British Columbia

Giant gold pan relocation causing controversy in Quesnel

Plans to relocate Quesnel's giant gold pan, which currently resides at the entrance to the city, has some residents concerned. The mayor, however, says the move is for the best and will attract more tourists.

City says new location will be better for tourism, despite petitions from someone who wants pan to stay put

A giant gold pan at the entrance of Quesnel, B.C., has welcomed visitors to the city since 1987. (Ron Paull)

When visitors drive south into Quesnel, B.C., on Highway 97, they're welcomed by a giant gold pan — possibly the world's largest. It measures 5.5 metres in diameter, and it's been in that same spot since 1987. 

Plans to relocate the gold pan from its current spot to the train station, across the road from the visitor centre and local museum, has residents concerned. 

"We want our gold pan to stay where it is," said Debra McKelvie.

"We don't want it to be moved down to the rail yard. We feel that where it is, is fine. We don't want to see [city] money being used in that way."

McKelvie, who has lived in Quesnel for 45 years, said the gold pan is a piece of local history, and for that reason, it shouldn't be moved.

McKelvie started an online petition, with more than 500 signatures, and submitted a paper petition with 600 signatures to mayor and council, asking the City to reconsider relocating the gold pan. 

"The only way that things get change is if people step up and ask for change if they're not happy with what's happening," McKelvie said. 

Quesnel Mayor Bob Simpson, however, believes the move is for the best. 

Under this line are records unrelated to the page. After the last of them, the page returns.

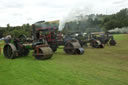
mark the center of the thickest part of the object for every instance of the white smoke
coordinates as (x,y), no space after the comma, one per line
(76,14)
(119,30)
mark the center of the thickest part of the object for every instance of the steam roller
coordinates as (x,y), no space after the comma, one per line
(43,52)
(96,44)
(17,48)
(73,47)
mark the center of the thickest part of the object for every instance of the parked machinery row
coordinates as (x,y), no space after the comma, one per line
(43,43)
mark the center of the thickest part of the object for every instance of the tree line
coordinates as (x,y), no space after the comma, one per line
(98,22)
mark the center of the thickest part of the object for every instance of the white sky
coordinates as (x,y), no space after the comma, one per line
(18,12)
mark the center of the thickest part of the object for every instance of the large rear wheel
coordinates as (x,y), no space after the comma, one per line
(43,53)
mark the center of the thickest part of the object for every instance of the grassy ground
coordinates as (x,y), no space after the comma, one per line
(107,66)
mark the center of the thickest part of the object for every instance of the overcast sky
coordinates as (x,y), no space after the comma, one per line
(18,12)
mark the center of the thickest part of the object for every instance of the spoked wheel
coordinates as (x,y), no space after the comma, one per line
(112,42)
(43,53)
(54,48)
(9,51)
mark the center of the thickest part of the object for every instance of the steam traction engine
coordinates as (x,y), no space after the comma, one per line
(17,47)
(44,31)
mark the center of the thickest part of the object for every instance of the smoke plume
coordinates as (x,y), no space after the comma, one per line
(119,30)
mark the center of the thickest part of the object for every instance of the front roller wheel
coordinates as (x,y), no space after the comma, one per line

"Its current location doesn't offer anything for visitors to do, other than stop and get a picture, which is not easy to do," Simpson said in an email to CBC. 

The new location will have interpretive signage and an electronic kiosk that will promote the city and events. The new spot is also ideal, Simpson said, because it's right beside where Rocky Mountaineer passengers disembark. About 250 people arrive by train twice a week, he estimates.

Quesnel, B.C.,'s Billy Barker mascot poses with the giant gold pan. (Ron Paull)

Simpson said that will bring more tourists to the downtown core, which is part of the City's employment strategy as jobs in the forest industry continue to be lost

"We've explained this to Ms. McKelvie and her 'supporters' to no avail," Simpson said. 

"Some people are just averse to change."

But McKelvie believes that the gold pan should remain at the entrance to the city. 

"I think that change just for the sake of change is not always a good thing. And I think that gold pan represents our history and our past, and its location is perfect."